The first situation involves the unnecessary preface, if you can even call it that in this instance. The information leading up to the question isn’t needed for the person on the receiving end to answer. Lead-ins like this result in the person asking the question coming off as being so focused on himself he sees value in sharing his autobiography with everyone he meets.

The second situation involves picking a question that is so random and detached from what others present would immediately understand or identify with that it takes a detailed walk through of complicated minutia for the person on the receiving end to even be able to take a stab at an answer. If your question requires a rambling preface for it to make sense to the person on the receiving end or the audience sharing that person’s time, it’s probably the wrong question to begin with.
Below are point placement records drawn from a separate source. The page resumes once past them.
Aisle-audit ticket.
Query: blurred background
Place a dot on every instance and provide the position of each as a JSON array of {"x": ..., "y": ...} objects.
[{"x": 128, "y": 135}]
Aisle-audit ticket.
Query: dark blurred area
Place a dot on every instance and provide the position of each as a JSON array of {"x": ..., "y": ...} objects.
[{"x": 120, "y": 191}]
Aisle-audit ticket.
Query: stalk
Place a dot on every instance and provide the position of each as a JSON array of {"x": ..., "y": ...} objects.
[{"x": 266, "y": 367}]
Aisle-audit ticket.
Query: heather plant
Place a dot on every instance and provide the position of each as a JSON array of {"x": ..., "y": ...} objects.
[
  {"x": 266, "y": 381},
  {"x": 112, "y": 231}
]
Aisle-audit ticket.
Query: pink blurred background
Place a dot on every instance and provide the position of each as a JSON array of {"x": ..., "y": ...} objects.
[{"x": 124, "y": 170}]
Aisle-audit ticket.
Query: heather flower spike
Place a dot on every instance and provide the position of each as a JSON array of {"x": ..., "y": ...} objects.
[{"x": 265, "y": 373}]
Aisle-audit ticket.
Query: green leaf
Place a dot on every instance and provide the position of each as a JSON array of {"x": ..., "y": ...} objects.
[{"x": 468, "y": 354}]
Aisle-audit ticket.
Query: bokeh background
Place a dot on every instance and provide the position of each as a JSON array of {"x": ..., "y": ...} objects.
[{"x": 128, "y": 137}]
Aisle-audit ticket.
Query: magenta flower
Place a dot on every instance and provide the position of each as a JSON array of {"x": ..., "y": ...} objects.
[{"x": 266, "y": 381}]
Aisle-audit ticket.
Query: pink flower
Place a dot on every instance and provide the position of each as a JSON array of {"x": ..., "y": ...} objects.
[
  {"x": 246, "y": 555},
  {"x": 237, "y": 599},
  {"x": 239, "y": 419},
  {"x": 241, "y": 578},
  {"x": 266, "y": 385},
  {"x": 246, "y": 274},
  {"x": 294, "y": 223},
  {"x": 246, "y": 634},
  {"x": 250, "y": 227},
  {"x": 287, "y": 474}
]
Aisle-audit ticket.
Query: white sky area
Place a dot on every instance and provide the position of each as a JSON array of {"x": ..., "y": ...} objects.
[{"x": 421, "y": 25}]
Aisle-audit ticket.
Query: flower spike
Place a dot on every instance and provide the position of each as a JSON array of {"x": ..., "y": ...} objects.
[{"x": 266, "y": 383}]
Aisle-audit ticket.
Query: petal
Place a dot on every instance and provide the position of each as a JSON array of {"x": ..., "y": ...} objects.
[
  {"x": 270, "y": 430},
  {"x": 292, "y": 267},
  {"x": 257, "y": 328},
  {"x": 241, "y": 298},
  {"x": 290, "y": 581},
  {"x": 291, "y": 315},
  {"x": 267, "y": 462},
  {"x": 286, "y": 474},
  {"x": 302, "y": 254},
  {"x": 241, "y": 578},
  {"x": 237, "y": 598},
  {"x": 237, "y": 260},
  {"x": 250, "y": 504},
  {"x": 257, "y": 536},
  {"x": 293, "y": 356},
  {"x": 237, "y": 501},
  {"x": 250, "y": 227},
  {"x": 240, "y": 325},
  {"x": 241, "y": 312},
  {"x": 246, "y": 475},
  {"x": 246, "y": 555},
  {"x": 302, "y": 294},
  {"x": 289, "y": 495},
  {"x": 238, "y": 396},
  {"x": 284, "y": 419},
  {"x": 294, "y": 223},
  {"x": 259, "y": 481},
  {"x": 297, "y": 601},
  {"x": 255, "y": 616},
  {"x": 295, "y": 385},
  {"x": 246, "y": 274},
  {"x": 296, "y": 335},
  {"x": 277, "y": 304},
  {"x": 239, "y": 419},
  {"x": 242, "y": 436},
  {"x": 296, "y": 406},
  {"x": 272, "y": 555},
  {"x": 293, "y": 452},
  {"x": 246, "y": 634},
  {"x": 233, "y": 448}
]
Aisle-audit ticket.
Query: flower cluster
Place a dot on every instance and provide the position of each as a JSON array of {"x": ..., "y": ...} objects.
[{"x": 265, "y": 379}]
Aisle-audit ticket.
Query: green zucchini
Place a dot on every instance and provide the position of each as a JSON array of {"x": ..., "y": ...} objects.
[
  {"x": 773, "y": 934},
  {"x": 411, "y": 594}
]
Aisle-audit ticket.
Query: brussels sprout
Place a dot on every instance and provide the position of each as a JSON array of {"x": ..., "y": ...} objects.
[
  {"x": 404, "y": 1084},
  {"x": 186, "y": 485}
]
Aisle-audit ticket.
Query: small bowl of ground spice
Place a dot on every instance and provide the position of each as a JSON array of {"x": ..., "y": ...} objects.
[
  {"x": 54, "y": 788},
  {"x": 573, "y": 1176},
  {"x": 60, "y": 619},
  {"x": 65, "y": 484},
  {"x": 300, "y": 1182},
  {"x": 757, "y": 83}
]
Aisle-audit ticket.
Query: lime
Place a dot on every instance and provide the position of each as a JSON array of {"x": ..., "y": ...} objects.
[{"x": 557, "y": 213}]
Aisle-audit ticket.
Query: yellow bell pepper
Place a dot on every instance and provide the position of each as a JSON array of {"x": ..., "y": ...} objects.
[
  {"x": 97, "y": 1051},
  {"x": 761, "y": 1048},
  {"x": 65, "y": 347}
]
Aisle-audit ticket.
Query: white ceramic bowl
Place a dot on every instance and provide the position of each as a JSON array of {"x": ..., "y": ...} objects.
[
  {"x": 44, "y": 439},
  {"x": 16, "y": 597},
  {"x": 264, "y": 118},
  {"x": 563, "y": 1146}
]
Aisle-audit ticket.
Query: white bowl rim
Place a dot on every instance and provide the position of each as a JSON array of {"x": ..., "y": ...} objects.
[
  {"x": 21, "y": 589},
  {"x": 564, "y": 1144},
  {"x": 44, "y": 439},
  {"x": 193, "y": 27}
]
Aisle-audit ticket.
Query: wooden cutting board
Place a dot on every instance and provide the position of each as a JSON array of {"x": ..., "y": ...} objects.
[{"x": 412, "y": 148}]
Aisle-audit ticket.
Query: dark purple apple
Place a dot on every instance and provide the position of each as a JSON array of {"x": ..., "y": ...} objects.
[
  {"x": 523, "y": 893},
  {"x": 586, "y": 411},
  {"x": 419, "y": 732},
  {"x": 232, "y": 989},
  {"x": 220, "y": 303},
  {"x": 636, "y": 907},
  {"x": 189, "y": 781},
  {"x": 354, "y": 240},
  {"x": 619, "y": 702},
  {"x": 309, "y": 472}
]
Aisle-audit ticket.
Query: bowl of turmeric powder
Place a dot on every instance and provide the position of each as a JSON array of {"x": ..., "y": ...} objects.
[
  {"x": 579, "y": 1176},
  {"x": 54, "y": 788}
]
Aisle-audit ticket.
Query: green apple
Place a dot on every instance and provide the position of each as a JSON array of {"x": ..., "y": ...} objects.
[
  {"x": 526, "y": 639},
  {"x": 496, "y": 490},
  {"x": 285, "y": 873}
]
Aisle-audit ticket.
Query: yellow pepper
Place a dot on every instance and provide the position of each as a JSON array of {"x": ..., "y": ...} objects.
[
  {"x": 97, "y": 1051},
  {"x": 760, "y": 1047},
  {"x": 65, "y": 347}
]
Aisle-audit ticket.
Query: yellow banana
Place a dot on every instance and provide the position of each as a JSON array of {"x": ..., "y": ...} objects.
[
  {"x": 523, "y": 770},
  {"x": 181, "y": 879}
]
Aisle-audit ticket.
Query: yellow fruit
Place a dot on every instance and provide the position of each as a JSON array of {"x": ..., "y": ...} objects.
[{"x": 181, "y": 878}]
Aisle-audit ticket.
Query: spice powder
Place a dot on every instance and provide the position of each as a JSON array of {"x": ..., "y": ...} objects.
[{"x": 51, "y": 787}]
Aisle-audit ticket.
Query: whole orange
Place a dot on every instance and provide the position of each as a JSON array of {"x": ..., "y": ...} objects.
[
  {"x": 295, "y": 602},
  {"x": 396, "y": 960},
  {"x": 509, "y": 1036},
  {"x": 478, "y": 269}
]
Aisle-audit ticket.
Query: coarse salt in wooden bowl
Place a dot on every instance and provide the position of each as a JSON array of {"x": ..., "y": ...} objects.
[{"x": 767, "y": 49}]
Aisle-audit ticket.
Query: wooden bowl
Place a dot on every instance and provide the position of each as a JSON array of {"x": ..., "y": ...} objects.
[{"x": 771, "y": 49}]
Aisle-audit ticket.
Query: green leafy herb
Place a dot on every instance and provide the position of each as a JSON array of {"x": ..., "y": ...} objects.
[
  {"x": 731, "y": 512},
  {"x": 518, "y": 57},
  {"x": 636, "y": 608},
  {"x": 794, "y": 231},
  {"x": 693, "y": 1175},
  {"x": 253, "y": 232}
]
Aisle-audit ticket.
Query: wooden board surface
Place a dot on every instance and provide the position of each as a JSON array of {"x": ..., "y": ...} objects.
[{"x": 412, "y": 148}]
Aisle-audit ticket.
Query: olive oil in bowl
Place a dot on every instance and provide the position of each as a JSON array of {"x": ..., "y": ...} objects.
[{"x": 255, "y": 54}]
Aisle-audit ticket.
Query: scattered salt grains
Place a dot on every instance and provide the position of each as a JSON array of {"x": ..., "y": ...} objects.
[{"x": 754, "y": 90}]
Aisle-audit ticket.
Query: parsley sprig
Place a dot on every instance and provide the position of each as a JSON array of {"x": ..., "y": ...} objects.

The third situation involves the insertion of negative commentary. Perhaps the person asking the question is right that companies are clueless or discriminating. What if the job seekers is wrong though? What if the company didn’t get the application? What if the application had an error on it and wasn’t considered complete? What if the resume didn’t contain keywords? What if the cover letter had a typo and it disqualified the job seeker from consideration? What if the experience the job seeker feels makes him/her a fit wasn’t presented effectively on the resume? Because the question was laced with commentary that’s hardly flattering, this person is going to lose not matter what the answer ends up being. The habit of framing questions with the presumption someone else is an idiot is far from rare. It’s icky in any situation, and horribly embarrassing when the individual turns out to be the one who missed the boat on something.